I did not tell him of the weeks of uncertainty Jane experienced—the fear that if she gave her heart, it would be broken again. Still, it is a very different thing to be courted properly than to rely upon a few dances or the opinions of a neighbourhood, and especially by one of such good character as Mr Tilney. Jane, too, had learned to show more of her feelings than was comfortable for her. They had managed the business rather well, and what was better, Mr Tilney had no sisters. I did not say that, either.

“He was always a good man,” Mr Darcy said. “Steady.”

It seemed we had exhausted the topic, but my hands were busy and I felt no need to chatter. If he wished to speak, he was welcome to do so, but I would not make an effort to draw him out. Several minutes passed with only the sound of the rain on the roof between us.

“I am sorry,” he said suddenly, “that Lady Matlock is so demanding upon you.”

I was immediately embarrassed. “It is hardly your fault if she is,” I said stiffly.

“She is my aunt.”

“She is also your cousin’s mother, but rather than cope with her temper, he doubles her allowance if she stays in this property, as far from himself as he can send her.” It was none of my business, and most of the time I could not blame anyone for not wanting the countess nearby on a daily basis. But let him take his apologies to the earl, if he had any.

He had no reply to this, and once again, I regretted my hasty tongue.
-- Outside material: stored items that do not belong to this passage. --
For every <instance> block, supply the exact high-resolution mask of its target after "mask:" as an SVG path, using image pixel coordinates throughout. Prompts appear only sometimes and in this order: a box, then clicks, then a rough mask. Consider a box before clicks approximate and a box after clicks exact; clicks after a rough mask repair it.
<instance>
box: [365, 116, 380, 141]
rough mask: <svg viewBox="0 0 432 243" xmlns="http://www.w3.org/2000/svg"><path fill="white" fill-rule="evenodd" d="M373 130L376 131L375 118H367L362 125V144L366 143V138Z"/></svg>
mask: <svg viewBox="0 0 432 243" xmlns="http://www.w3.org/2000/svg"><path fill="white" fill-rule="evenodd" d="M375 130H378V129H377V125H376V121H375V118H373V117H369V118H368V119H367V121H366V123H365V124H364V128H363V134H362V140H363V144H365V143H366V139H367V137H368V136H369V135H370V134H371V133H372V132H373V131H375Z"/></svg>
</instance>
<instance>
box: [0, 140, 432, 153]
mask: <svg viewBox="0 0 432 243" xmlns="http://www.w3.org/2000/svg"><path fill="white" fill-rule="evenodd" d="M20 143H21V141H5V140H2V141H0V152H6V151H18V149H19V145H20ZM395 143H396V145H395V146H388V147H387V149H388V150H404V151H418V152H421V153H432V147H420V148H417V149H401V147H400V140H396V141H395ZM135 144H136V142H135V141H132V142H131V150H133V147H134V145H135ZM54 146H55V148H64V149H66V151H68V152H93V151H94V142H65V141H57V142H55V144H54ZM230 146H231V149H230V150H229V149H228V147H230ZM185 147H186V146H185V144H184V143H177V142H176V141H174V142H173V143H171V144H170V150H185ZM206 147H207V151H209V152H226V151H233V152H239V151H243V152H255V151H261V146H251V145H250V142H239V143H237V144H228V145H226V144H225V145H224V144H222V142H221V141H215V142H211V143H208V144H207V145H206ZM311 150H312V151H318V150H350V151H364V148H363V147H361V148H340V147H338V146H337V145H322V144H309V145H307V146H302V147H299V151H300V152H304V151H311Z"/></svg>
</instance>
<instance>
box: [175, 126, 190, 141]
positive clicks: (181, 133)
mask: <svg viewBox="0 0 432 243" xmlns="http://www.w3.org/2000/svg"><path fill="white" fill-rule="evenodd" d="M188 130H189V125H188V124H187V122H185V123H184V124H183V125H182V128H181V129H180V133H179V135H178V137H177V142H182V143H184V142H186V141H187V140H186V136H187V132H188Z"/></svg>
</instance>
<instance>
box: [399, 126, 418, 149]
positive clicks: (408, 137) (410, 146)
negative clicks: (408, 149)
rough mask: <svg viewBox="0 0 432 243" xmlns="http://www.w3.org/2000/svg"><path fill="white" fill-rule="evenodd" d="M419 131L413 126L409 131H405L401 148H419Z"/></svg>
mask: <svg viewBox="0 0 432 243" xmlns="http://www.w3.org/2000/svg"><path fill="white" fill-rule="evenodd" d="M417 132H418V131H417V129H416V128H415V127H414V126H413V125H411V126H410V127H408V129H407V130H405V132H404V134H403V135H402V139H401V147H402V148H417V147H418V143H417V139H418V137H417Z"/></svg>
In a gentler voice, I added, “One evening, when I had been here a few months, Lady Matlock overindulged in her sherry. It was the anniversary of her marriage, fifty years to the day, she said. She told me of the old earl’s final illness, and of the other children she had buried. And that there was no one alive who cared enough to notice or remember any longer.” I hesitated. “I try to remember that night, on days that are hard.”

“When I was young, I used to spend summers at Matlock Court with my mother,” he said, after a long pause. “While the countess did not come much into the nursery, she was never unkind, and was patient with my shyness. One could never tell whether she and the earl had a…close connexion, but I suppose they must have. There is little to be learnt from outward appearances, I know.”

Once again, the idea of him as a child in the nursery was a foreign concept. In outward appearances, he was ever the prosperous, prideful gentleman from Derbyshire, unchanged—excepting the silvering hair—from the Mr Darcy of my memories of eight years ago. But we were none of us our exterior, were we? Inside of me still lived the proud twenty-year-old girl, the grief-stricken daughter, the hopeful young woman of Gracechurch Street, and so forth.

Suddenly, I realised that to all outward appearances, I was an unchaperoned, unwed female in a darkened hermitage with a handsome, eligible widower. “You are so very correct,” I replied, laughing aloud.

He glanced at me curiously, but I did not explain the joke.